Até os recentes eventos do Oscar, o discurso de melhor ator mais memorável da temporada pertencia a Caleb Landry Jones. Em julho, o Festival de Cinema de Cannes concedeu a Jones seu principal prêmio de ator masculino por sua interpretação de um atirador em massa no drama australiano “Nitram” (agora nos cinemas e no digital). O ator de 32 anos já esteve em Cannes duas vezes antes e experimentou seu nervosismo enjoado, estimulado por beber demais, dormir muito pouco e sentir globos oculares examinarem seu rosto para avaliar sua importância. (“LA, mas vezes 50”, disse ele.) Mas desta vez, todos os olhos estavam fixos nele enquanto ele agarrava o pódio dos prêmios como uma espreguiçadeira desmaiada. “Acho que vou vomitar”, ele gaguejou. A platéia riu, incerta se o pânico dele era um pouco. Então Jones fugiu do palco, deixando em seu rastro algumas exalações que permaneceram como nuvens de poeira de um roadrunner de desenho animado: “Sinto muito – não posso fazer isso. Muito obrigado.”
“Eu queria ser invisível”, lembrou Jones. “Eu mal estava formando as palavras e pensei: ‘Tenho que desistir’.” Reencenando o momento, ele grita: “Caleb Landry Jooooones”, bate palmas de foca e então faz mímica de seus heebie-jeebies agitados.

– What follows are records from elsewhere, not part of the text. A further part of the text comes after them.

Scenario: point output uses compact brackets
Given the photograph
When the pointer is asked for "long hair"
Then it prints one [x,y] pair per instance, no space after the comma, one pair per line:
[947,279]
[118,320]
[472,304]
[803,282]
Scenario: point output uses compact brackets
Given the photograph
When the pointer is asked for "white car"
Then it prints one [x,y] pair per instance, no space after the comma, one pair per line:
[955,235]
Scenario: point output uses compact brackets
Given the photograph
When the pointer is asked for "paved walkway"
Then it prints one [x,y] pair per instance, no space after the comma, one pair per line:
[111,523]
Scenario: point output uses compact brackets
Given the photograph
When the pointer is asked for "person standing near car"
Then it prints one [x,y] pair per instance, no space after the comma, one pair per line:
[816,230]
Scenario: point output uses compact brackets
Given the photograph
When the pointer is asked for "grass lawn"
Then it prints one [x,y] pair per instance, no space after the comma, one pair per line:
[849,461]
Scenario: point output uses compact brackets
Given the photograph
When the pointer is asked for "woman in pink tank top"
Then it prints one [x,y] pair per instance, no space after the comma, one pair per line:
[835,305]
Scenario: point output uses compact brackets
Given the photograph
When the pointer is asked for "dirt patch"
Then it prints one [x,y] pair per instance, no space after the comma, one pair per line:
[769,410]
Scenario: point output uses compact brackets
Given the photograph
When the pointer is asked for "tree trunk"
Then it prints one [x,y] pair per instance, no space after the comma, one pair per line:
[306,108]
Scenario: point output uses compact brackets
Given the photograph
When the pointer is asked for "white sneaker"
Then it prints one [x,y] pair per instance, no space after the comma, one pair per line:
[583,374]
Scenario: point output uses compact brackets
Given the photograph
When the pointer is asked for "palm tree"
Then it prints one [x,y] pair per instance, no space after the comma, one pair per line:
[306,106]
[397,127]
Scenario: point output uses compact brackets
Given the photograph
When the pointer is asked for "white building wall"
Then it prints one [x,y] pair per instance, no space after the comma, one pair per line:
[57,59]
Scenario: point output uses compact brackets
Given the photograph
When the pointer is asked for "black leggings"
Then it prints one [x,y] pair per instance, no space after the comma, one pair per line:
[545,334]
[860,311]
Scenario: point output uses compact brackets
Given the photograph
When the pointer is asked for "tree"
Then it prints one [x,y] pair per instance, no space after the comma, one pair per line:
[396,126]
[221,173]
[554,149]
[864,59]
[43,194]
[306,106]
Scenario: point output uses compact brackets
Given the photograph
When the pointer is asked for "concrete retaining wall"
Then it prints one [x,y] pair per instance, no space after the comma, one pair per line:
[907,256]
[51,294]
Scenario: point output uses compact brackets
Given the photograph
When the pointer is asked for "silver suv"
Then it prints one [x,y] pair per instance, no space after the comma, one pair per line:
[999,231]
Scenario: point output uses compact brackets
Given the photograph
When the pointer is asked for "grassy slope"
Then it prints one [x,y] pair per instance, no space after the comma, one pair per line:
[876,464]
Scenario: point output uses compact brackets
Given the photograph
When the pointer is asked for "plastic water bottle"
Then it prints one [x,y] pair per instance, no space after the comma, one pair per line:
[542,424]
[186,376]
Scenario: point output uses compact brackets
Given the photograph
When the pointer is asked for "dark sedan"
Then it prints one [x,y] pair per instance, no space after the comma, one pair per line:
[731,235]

O ator nascido no Texas que ainda fala em um sotaque cantante parecia exponencialmente mais relaxado no dia em que conversamos no quintal de sua casa alugada em ruínas de 101 anos em Los Angeles. Em um canto da cidade que ainda não tem nome gentrificado, as pessoas ao seu redor (principalmente) não se importam se ele toca violão às 2 da manhã, ou se ele e sua namorada, a artista Katya Zvereva, colocam papel pratos de atum para os gatos vadios. Aqui, tudo bem se Jones se preparar para o estresse rolando junta após junta ao sol, como ele fez durante nossa conversa. Mais tarde naquela tarde, ele foi ao dentista para quatro canais radiculares. “É por isso que estou ficando tão carregado antes de entrar quanto posso.”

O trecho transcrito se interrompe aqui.